How progressives have slid into antisemitism
The daughter of Egyptian and Iraqi parents, Rachel Wahba gravitated to progressive causes when she moved to the US. But she soon found out you could not be a progressive and also be a proud Jew and Zionist. She has witnessed a slide into outright antisemitism among her friends and colleagues. Read her blog in Times of Israel:
Antisemitism never stays in one lane. It is no longer limited to racists chanting “Jews will not replace us” in Charlottesville or Nazis marching in Skokie. No group is immune to the “world’s oldest hatred,” repackaged today as “anti-Zionism.” We are told we cannot be both a Zionist and a Feminist, that we cannot bring a Rainbow Flag with a Star of David to a Pride Parade.
Given my background as a stateless Egyptian/Iraqi Jew schooled in International Catholic and Protestant missionary schools as a curombo gaigin (darky foreigner) in Japan, coupled with my particular personality, I resonated with all civil rights movements once I landed in California, on my Red Cross student visa.

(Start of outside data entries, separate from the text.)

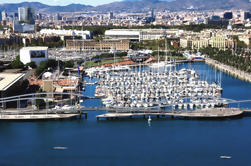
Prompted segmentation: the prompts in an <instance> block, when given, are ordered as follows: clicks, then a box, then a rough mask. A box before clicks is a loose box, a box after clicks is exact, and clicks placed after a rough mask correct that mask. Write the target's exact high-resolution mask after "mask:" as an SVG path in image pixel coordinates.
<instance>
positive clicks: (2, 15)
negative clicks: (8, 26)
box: [1, 11, 7, 21]
mask: <svg viewBox="0 0 251 166" xmlns="http://www.w3.org/2000/svg"><path fill="white" fill-rule="evenodd" d="M1 16H2V20H1V21H7V13H6V12H5V11H2V12H1Z"/></svg>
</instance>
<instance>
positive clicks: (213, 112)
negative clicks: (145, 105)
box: [96, 108, 244, 120]
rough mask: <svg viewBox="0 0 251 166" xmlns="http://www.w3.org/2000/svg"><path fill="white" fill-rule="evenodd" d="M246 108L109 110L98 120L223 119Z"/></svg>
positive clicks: (241, 113)
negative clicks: (182, 110) (165, 118)
mask: <svg viewBox="0 0 251 166" xmlns="http://www.w3.org/2000/svg"><path fill="white" fill-rule="evenodd" d="M243 113H244V110H241V109H238V108H214V109H201V110H194V111H172V110H170V111H145V112H143V111H142V112H140V111H139V112H108V113H105V114H101V115H97V116H96V117H97V120H100V119H108V120H109V119H119V118H134V117H143V118H146V116H152V117H154V116H155V117H156V118H160V117H162V118H164V117H170V118H192V119H193V118H196V119H211V118H213V119H222V118H234V117H238V116H241V115H242V114H243Z"/></svg>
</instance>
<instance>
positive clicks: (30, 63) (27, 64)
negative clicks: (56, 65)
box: [25, 61, 37, 69]
mask: <svg viewBox="0 0 251 166" xmlns="http://www.w3.org/2000/svg"><path fill="white" fill-rule="evenodd" d="M25 66H26V67H31V68H33V69H34V68H36V67H37V65H36V63H35V62H33V61H32V62H30V63H27V64H26V65H25Z"/></svg>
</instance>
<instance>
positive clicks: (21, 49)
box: [20, 47, 48, 65]
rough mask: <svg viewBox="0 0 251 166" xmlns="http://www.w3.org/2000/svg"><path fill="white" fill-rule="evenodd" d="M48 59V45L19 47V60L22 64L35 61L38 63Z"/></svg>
mask: <svg viewBox="0 0 251 166" xmlns="http://www.w3.org/2000/svg"><path fill="white" fill-rule="evenodd" d="M47 59H48V47H23V48H22V49H20V61H21V62H23V63H24V64H27V63H30V62H35V63H36V65H39V64H40V62H42V61H45V60H47Z"/></svg>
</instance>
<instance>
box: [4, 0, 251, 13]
mask: <svg viewBox="0 0 251 166" xmlns="http://www.w3.org/2000/svg"><path fill="white" fill-rule="evenodd" d="M23 6H29V7H32V8H34V9H35V11H37V12H46V13H55V12H78V11H90V10H92V11H100V12H108V11H113V12H123V11H127V12H137V11H147V10H149V9H159V10H171V11H180V10H188V9H190V10H191V9H193V10H216V9H222V10H231V9H243V10H250V9H251V3H250V1H249V0H217V1H212V0H124V1H119V2H112V3H109V4H104V5H99V6H96V7H94V6H90V5H84V4H69V5H66V6H50V5H46V4H43V3H40V2H21V3H4V4H0V11H3V10H5V11H6V12H17V9H18V7H23Z"/></svg>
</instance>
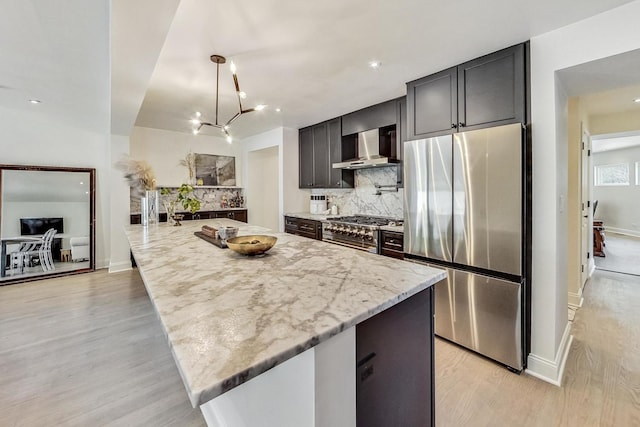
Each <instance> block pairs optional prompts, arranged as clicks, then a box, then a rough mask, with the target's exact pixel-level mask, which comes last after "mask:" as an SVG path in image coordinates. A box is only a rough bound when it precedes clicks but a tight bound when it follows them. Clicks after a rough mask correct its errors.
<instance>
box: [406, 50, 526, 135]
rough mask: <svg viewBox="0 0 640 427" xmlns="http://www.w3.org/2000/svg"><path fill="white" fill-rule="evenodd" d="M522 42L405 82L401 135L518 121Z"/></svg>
mask: <svg viewBox="0 0 640 427" xmlns="http://www.w3.org/2000/svg"><path fill="white" fill-rule="evenodd" d="M525 89H526V79H525V47H524V44H519V45H516V46H513V47H510V48H507V49H503V50H500V51H498V52H495V53H492V54H489V55H485V56H483V57H480V58H478V59H474V60H472V61H468V62H465V63H464V64H461V65H458V66H457V67H452V68H449V69H447V70H444V71H441V72H439V73H436V74H432V75H430V76H427V77H423V78H421V79H418V80H415V81H412V82H409V83H407V109H408V117H407V122H408V133H407V139H409V140H411V139H420V138H427V137H432V136H438V135H445V134H448V133H454V132H463V131H465V130H473V129H480V128H484V127H491V126H500V125H505V124H510V123H519V122H521V123H524V122H525V120H526V119H525V112H526V97H525Z"/></svg>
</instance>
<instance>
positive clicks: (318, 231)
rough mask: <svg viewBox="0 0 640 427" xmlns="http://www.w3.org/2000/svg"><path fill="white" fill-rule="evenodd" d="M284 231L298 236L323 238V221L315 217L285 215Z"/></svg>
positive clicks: (310, 238)
mask: <svg viewBox="0 0 640 427" xmlns="http://www.w3.org/2000/svg"><path fill="white" fill-rule="evenodd" d="M284 231H285V233H291V234H295V235H296V236H302V237H308V238H310V239H315V240H322V222H320V221H316V220H313V219H305V218H296V217H292V216H285V217H284Z"/></svg>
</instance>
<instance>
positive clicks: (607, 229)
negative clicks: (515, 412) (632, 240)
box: [604, 226, 640, 242]
mask: <svg viewBox="0 0 640 427" xmlns="http://www.w3.org/2000/svg"><path fill="white" fill-rule="evenodd" d="M604 231H605V233H607V232H608V233H616V234H624V235H625V236H631V237H640V231H638V230H627V229H626V228H616V227H609V226H605V227H604ZM605 242H606V234H605Z"/></svg>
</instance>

With my layered background of my parent’s and grandparents’ flight from Arab lands because they were Jews, and my personal experience of anti-Jewish prejudice growing up in Christian schools, I heard the antisemitism in responses to my Magen David.
“Why do you have to make yourself ‘different’ by wearing that (Star of David)?’initially took me by surprise. And “does it have to be so big?”